Disse a ele que não iria morar no que era dos outros. Daí ele foi embora danado
da vida”, conta Celestino, com um sorriso no rosto.

Na porta, duas cruzes de palha dão as
boas-vindas a quem visita a pequena casa dos Silva. Na sala, uma estante de
ferro serve de apoio para duas malas antigas, uma delas de madeira. São nelas
que Celestino guarda suas roupas. “Tenho tanta roupa guardada que num dá tempo
nem de usar tudinho”, revela o aposentado. Um sofá, uma cama de solteiro, uma
mesa e três cadeiras completam o cenário do principal cômodo da casa. A cada
vão visitado, o encontro com o passado é surpreendente. De tão velho, o rádio
da década de 1950 já não toca, mas tem lugar cativo na parede da cozinha. “Eu
gosto muito de música, mas esse bichinho não toca mais. Já a televisão tá
boazinha”, comemora Celestino. Quem passa pela frente da charmosa casa de
taipa, não pode imaginar, nem de longe, “os tesouros” que lá estão guardados.

Na
final de semana passado, Serra Talhada foi atingida por fortes chuvas. Mais de
100 famílias enfrentaram problemas devido à força da água que invadiu a cidade
e chegou a derrubar muros de tijolos. Indiferente ao dilúvio, a casa de
Celestino se manteve firme e forte. “Foi muita água. Ficou tudo alagado aqui na
frente e passou muita água pelos lados das paredes, mas aqui dentro não entrou
nada. Esse telhado também não tem uma goteira”, garante, orgulhoso.
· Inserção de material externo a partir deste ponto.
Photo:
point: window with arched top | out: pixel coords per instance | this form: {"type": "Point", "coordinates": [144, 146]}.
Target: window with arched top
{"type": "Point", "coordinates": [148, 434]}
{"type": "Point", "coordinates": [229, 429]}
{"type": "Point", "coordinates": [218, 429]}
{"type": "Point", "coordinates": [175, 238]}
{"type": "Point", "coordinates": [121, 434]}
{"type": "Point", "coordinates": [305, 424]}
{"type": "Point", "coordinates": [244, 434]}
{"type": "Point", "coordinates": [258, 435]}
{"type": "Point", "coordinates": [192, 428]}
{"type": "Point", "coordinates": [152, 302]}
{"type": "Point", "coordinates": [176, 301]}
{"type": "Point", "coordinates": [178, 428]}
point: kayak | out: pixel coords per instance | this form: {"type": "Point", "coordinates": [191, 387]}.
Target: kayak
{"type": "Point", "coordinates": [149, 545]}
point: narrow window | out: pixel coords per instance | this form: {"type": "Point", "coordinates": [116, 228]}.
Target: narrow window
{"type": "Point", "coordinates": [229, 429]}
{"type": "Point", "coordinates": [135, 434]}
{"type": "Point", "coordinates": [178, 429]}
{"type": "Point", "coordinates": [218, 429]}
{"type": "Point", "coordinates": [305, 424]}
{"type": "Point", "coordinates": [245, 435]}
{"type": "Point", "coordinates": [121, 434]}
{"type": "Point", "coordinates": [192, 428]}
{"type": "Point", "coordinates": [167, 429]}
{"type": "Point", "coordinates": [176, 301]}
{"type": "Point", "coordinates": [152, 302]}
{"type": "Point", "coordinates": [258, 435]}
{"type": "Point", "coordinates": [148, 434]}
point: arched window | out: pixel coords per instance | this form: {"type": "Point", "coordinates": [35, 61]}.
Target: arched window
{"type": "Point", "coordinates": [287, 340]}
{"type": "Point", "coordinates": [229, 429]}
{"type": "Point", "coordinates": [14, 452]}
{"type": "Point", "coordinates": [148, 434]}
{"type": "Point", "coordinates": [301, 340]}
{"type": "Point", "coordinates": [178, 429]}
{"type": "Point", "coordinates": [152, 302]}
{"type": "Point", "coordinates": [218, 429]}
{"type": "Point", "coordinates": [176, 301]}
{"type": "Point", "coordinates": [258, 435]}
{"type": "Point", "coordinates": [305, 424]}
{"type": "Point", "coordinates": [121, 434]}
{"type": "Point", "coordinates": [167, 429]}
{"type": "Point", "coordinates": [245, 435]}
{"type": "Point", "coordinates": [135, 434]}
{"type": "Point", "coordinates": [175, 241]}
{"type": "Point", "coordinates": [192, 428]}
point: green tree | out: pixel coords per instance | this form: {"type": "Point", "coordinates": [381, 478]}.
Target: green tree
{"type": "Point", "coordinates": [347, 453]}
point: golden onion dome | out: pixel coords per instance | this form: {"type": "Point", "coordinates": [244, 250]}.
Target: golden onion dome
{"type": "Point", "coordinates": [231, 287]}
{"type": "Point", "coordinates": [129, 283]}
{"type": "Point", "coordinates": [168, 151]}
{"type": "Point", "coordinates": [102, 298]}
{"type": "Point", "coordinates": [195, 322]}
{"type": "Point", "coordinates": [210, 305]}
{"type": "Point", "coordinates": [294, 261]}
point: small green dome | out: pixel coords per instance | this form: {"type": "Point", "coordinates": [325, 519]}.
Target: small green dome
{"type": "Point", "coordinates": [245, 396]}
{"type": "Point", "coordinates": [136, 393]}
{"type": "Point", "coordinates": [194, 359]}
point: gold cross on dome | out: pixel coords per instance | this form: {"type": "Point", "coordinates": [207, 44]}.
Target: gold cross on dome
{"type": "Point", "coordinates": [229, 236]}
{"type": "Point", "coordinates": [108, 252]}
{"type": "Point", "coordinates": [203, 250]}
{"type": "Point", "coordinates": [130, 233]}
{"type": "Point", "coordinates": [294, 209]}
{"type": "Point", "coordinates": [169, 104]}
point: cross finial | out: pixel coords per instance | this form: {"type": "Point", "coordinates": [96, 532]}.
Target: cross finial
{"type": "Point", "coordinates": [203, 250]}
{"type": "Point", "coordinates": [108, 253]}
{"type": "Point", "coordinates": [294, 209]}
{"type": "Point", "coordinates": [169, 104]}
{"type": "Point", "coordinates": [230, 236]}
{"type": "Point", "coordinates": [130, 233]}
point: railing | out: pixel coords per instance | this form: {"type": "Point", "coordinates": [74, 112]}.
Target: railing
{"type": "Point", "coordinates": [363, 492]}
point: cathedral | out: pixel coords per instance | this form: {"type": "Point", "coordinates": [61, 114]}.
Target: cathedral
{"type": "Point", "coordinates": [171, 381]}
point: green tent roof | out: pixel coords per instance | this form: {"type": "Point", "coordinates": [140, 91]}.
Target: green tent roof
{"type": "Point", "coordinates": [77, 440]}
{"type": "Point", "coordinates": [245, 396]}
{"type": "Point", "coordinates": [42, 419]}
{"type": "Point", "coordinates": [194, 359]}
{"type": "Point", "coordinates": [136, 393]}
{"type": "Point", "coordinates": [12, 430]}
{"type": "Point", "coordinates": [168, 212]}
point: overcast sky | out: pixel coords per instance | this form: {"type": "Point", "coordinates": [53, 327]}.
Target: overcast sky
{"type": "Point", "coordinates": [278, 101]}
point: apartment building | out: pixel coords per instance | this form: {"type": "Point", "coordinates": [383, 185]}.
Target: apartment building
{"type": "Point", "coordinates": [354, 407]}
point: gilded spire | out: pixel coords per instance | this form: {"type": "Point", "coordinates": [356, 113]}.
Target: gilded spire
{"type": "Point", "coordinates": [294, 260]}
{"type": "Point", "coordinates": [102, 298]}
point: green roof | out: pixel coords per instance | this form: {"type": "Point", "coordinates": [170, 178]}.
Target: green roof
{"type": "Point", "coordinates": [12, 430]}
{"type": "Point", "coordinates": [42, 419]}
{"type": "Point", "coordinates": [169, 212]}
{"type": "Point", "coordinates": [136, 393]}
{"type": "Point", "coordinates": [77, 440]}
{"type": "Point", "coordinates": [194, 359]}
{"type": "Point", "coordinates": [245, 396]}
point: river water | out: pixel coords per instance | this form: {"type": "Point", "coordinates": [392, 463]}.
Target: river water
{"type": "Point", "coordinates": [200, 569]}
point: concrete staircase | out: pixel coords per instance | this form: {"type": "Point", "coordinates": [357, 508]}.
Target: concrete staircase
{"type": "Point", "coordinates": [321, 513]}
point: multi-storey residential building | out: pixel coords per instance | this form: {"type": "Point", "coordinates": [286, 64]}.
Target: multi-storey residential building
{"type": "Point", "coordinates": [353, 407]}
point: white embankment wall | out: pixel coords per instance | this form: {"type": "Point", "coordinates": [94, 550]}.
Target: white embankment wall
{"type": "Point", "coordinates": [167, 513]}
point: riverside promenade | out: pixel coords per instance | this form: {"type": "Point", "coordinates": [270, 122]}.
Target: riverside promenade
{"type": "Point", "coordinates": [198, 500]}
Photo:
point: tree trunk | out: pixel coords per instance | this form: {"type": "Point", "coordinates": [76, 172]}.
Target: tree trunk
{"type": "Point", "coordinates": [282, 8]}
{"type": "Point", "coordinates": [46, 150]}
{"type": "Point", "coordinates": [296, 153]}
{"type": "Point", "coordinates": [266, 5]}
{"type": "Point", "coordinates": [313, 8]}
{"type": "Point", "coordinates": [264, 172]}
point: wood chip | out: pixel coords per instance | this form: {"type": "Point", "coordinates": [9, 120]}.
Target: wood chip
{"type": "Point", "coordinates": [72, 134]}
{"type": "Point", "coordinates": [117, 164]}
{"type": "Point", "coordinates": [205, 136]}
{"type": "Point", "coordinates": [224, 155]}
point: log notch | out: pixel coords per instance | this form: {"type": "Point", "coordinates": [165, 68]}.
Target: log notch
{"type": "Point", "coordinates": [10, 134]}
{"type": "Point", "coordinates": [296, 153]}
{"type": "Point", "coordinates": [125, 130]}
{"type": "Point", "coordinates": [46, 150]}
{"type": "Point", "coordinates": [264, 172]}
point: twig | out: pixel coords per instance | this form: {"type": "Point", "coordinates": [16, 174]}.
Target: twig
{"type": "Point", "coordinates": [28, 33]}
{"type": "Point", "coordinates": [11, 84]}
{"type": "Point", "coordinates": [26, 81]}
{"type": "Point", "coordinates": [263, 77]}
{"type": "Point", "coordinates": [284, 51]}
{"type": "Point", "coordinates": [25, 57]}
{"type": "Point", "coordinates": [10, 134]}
Celestino
lembra que andava muitas léguas para buscar as madeiras que sustentam sua casa.
“Fiz tudo isso sozinho. Fui eu e Deus. O barro que está nessas paredes foi
tirado desse chão que a gente está pisando agora”, aponta o aposentado.
Educado, o aposentado conduziu a reportagem do Diario por todos os vãos da sua
casa. Apresentou até o felino da família. O nome dele: “é gato mesmo”. O
banheiro fica no quintal da residência. “Num gosto de banheiro dentro de casa,
não”, resmunga. Antes de parar de trabalhar, Celestino disse que já foi
vaqueiro, amarrador de burro, fez cerca de arrame e trabalhou com agricultura.
Hoje, com um marcapasso no peito, está mais contido. “Tô com quase 90 anos e
ainda consigo me baixar e levantar várias vezes”, revela.